Hindering Hibernation

The end of October is a strange time to start a running blog.  The days are getting shorter, winter is coming, and the racing season has come to an end. The urge to hibernate on the couch for the next six months keeps getting stronger.

On the other hand, it’s a perfect time to reflect on the past year and to get motivated for what’s coming next.  Mixed in with the bad weather, there are so many perfect running days where the air is crisp, the sun is warm, and the leaves are gleaming.  If you can get the motivation to get out there, the rewards are worth it.

These are my tips that are helping me to keep going:

1. Join a social running site such as www.strava.com. Encourage your friends to join too! Seeing their awesome runs will encourage you to get out. (And shame you when you don’t!)

2. Sign up for an online running challenge. When you don’t have a race to train for, these can give you a goal to focus on.  Strava has regular mileage, elevation, and time challenges. 

Today is the last day of the HOKA ONE ONE Demand More Vertical Challenge.  For the last 10 day, instead of thinking about my pace or mileage, I’ve been distracted by finding the biggest hills in my neighborhood, and have found some new favourite routes and trails.  Instead of avoiding hills, we were looking for them online.  On Sunday morning,  Jackie and I were rewarded with this beautiful scenery, along with a beastly, muddy hill.

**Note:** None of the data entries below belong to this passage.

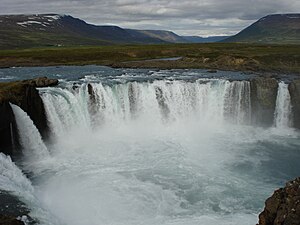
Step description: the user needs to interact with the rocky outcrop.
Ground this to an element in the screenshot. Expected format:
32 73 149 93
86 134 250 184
0 190 31 225
250 77 278 126
0 102 18 155
0 77 58 155
0 215 24 225
289 80 300 129
259 177 300 225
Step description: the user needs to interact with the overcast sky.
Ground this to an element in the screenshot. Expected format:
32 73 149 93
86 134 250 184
0 0 300 36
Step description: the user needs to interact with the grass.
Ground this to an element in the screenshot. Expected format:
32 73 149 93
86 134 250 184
0 43 300 74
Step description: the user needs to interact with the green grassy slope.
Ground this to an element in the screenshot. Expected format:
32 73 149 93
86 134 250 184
0 43 300 74
223 14 300 44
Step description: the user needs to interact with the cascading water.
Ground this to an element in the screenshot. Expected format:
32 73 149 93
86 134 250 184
42 79 251 129
0 68 300 225
275 81 292 128
11 104 49 160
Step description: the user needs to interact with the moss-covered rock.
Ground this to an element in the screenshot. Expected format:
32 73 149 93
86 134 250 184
259 177 300 225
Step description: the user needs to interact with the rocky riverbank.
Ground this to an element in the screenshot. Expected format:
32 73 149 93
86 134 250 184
259 177 300 225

3. Get some new gear. If you buy something new, you’ll want to use it! In fact, I feel guilty if I don’t. It doesn’t have to be big…new socks, hat, or gloves…just something that makes running a little more enjoyable.  My new Saucony running socks makes me smile every time I look at my feet!


4. Plan out each week. I don’t like to run in the dark.  It just feels cold, lonely and scary to me.  If I walk in my front door after work, I know that I’m not going to leave again until the sun comes up.  So, I try to plan out my week ahead of time. I take advantage of the times when I can run during the day.  When I can’t, I bring my duffel bag to work, and get it over with before I head home.

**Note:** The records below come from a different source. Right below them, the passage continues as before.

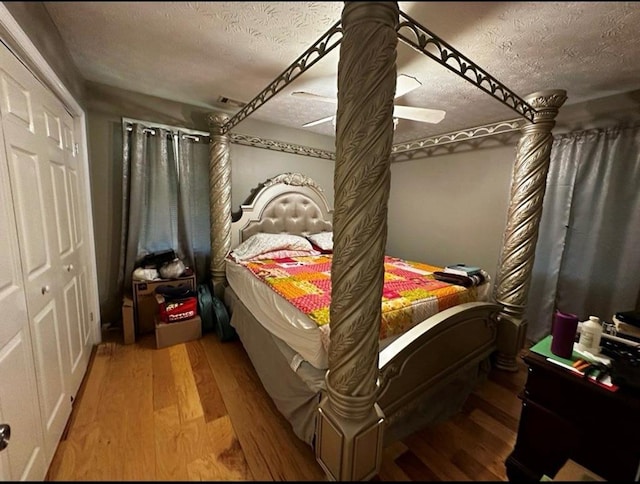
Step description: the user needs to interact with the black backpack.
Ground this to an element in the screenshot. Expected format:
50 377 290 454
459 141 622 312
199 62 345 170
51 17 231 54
198 283 238 341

5. Reflect on what you’ve accomplished during the last few months, and think about what races you want to do in the spring.  Set your goals now, so you are motivated to keep up your fitness until training begins again.  It’s also a good time to try some different forms of exercise, like a boot camp class or strength training.


The Rundown Race – Waterloo, Ont



Okay, would you like a different kind of race experience? The Rundown race is a fun and unusual run to try. This unique race allows any runner of any speed or level of fitness to go home with the trophy. The key to winning is knowing your own ability.

The cool thing about this race is that you are really running against yourself. Runners email their predicted time a week before raceday, they are then given a start time based on their predicted time. Your start time is based on all the runners finishing the race at 1:00, so if your predicted race time for the 10k is 51:30 for example, your start time will be 12:08:30.  Of course, no watches are allowed. The runner that finishes closest to his or her predicted time is the winner and the runner that comes in the most under his or her predicted time goes home with the “Shoe of Shame” award.

This run works sort of backwards because you start one at a time and as the race nears the last km, runners start to get closer to each other. Finishers usually all come in within a couple minutes of each other at the end.

The Rundown offers a 5k and 10k race (trophy goes to the 10k winner). The out and back course follows a scenic paved path running through Grey Silo golf course and continues into a quiet neighborhood on the edge of town. This Friday afternoon race happens once in the spring and once in the fall and is organized by a friendly group who just love to run. Prizes and times are given at the restaurant of choice after the race. Want to do this race? Check out their website, under current info, and email the Race Publicity director to get on their email list. The Outrunning blog girls love this one and we seldom miss it.